1

I'm trying to scrape & download csv files from a webpage with tons of csv's.

Code:

# Libraries
library(rvest)
library(httr)

# URL
url <- "http://data.gdeltproject.org/events/index.html"

# The csv's I want are from 14 through 378 (2018 year)
selector_nodes <- seq(from = 14, to = 378, by = 1)

# HTML read / rvest action
link <- url %>% 
  read_html() %>% 
  html_nodes(paste0("body > ul > li:nth-child(", (gdelt_nodes), ")> a")) %>% 
  html_attr("href")

I get this error:

 Error in xpath_search(x$node, x$doc, xpath = xpath, nsMap = ns, num_results = Inf) : 
   Expecting a single string value: [type=character; extent=365].

How do I tell it I want the nodes 14 to 378 correctly?

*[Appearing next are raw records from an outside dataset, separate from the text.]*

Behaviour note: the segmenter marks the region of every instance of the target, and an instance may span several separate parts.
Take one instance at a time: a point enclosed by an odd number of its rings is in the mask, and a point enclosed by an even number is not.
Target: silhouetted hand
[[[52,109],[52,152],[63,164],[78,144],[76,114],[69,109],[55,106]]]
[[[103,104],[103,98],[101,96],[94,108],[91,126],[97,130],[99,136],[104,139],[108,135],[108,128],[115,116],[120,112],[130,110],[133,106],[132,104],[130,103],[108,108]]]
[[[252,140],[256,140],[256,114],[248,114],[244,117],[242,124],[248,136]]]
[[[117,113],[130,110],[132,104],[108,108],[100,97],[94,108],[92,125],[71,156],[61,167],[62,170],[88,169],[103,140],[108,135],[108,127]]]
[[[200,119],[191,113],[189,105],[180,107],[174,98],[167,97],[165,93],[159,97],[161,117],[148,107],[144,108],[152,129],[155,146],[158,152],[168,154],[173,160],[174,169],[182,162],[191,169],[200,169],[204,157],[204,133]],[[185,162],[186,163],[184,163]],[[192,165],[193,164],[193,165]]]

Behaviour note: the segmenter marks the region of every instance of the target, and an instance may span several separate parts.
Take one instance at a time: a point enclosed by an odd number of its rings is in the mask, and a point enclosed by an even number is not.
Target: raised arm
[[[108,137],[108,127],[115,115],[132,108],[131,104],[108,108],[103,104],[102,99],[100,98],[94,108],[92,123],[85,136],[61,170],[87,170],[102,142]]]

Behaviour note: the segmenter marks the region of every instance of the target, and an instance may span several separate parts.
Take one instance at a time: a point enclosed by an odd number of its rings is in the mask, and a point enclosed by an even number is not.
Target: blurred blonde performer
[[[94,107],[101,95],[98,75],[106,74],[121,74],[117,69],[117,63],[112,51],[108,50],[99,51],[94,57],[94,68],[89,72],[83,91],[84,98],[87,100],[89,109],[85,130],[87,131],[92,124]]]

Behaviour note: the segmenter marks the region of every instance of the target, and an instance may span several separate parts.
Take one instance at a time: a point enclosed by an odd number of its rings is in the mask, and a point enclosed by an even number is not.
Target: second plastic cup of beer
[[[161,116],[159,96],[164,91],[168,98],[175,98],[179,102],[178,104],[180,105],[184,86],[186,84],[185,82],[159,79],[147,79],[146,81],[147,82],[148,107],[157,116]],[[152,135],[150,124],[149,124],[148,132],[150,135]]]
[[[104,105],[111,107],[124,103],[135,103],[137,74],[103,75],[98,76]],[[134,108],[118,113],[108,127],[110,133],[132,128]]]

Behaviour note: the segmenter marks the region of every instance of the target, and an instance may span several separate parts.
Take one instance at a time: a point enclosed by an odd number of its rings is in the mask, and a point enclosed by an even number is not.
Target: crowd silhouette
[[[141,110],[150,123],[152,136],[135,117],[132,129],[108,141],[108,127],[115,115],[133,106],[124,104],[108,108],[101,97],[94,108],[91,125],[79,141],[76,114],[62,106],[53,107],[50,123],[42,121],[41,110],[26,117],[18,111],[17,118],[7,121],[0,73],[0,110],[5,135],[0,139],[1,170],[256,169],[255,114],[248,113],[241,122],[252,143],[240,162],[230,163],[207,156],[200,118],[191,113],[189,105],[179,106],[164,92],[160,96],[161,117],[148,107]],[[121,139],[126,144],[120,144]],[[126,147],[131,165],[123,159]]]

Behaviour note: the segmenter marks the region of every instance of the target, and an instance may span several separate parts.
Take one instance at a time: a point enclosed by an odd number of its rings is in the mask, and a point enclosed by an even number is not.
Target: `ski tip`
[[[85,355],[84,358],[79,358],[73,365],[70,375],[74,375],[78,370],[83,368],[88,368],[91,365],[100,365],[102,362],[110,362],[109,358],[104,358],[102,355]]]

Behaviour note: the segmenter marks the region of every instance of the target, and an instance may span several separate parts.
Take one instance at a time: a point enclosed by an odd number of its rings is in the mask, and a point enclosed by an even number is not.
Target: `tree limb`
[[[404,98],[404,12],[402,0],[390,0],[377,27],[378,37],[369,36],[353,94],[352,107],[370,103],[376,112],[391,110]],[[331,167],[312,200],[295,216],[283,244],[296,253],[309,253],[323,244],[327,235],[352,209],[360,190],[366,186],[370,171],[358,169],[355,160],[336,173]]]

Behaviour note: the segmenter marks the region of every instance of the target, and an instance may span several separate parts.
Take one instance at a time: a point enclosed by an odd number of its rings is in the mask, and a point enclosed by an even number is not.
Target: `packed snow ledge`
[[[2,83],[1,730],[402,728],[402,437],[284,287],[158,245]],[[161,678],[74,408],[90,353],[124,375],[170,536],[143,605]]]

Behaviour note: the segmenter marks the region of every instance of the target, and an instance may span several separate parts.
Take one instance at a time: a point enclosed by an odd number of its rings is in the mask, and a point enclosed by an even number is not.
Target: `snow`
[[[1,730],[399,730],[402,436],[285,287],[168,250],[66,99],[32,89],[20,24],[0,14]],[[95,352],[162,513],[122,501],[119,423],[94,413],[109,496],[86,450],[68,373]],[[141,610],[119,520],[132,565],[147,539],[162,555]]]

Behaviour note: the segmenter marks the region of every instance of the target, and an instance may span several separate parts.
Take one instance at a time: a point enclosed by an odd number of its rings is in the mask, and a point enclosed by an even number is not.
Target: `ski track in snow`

After I can get that assigned, I'm going to run a quick for loop and download all of the 2018 csv's.

Dave2e
  • 22,192
  • 18
  • 42
  • 50
papelr
  • 468
  • 1
  • 11
  • 42

1 Answers1

0

See the comments in the code for the step-by-step solution.

library(rvest)

# URL
url <- "http://data.gdeltproject.org/events/index.html"

# Read the page in once then attempt to process it.
page <- url %>% read_html() 

#extract the file list
filelist<-page %>% html_nodes("ul li a") %>% html_attr("href")

#filter for files from 2018
filelist<-filelist[grep("2018", filelist)]

#Loop would go here to download all of the pages
#pause between file downloads and then download a file
Sys.sleep(1)
download.file(paste0("http://data.gdeltproject.org/events/", filelist[1]), filelist[1])
Dave2e
  • 22,192
  • 18
  • 42
  • 50